Manusia harus selalu berusaha dalam hidup namun setelah usahanya maksimal dan apapun
hasil dari usaha maksimal tersebut maka harus diterima dan disyukuri (Yuwanto, 2012).
PO DHO JO YO NYO memiliki arti “kanti tetimbangan kang podo sak jodo
anane (Tuhan menciptakan sesuatu di dunia dengan pertimbangan dan berpasangan)”
(Sujiyanto, 2011). Arti ini dicontohkan dengan adanya siang-malam, terang-gelap, atas-
bawah, laki-laki-perempuan, bahagia-sedih, hidup-mati. Di dalam kehidupan akan selalu
dijumpai kondisi-kondisi tersebut, manusia harus mampu menyesuaikan diri dengan berbagai
kondisi yang ada. Misalnya saat siang apa yang harus dilakukan, saat malam apa yang harus
dilakukan. Tidak selamanya manusia akan mengalami kesusahan namun adakalanya akan
mengalami kegembiraan (Yuwanto, 2010). Banyak makna yang bisa dipetik sebagai hakikat
manusia, misalnya untuk meneruskan kelestarian hidup manusia harus menikah antara laki-
laki dan perempuan karena kodratnya perempuan yang dibuahi dan laki-laki yang membuahi
dalam proses reproduksi. Saat kita berada di puncak karir kita harus ingat suatu saat karir kita
akan di bawah dan seterusnya seperti roda. Makna aksara PO DHO JO YO NYO juga dapat
diartikan sebagai keseimbangan dalam hidup.
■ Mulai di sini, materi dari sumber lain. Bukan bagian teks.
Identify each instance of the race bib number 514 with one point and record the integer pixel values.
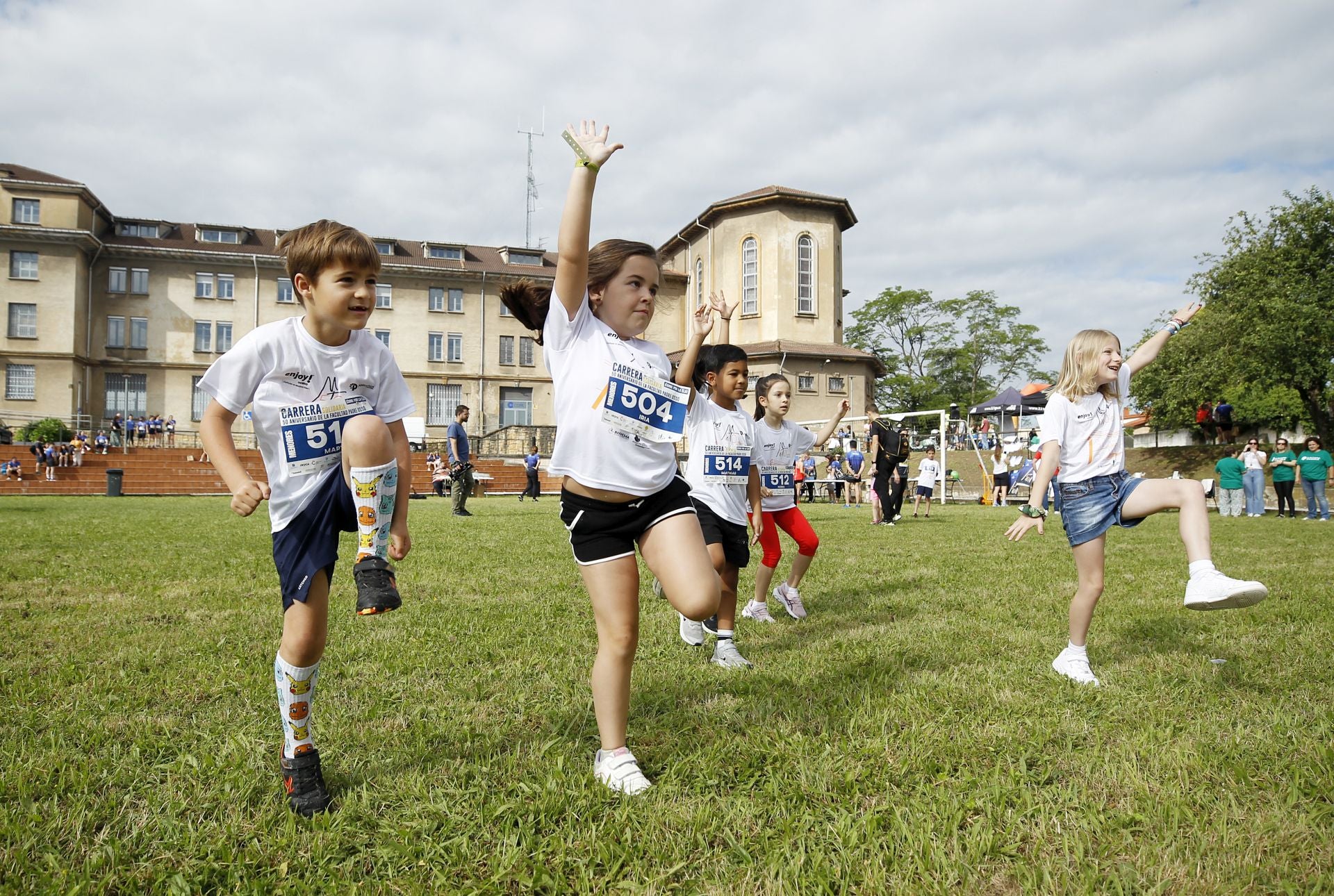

MO GO BO THO NGO memiliki arti “manungso kinodrat dosa, lali, luput, apes, lan
mati (manusia pasti memiliki dosa, lupa, kesalahan, kesialan, dan mati)” (Sujiyanto, 2011).
Tidak ada manusia yang lepas dari kekurangan ini harus diakui oleh manusia, menyalahi
kodrat kalau manusia tidak mau menerima atau mengakui kesalahan yang telah dibuat,
kekurangan diri, ataupun hal-hal negatif dari diri (Yuwanto, 2011). Adanya kelemahan
tersebut seharusnya dapat menjadi bahan kewaspadaan bahwa manusia harus selalu eling lan
waspodo (ingat dan waspada). Dengan segala kekurangan yang pada dasarnya dimiliki
manusia, manusia harus selalu berhati-hati dalam perbuatan agar tidak melakukan kesalahan
yang dapat merugikan diri sendiri, orang lain, ataupun alam.
Akasara Jawa memiliki makna, dengan pemahaman makna-makna tersebut diharapkan
dapat menjadi penuntun perilaku yang menggambarkan keutamaan hidup. Semoga tulisan
ini bermanfaat bagi penulis dan pembaca.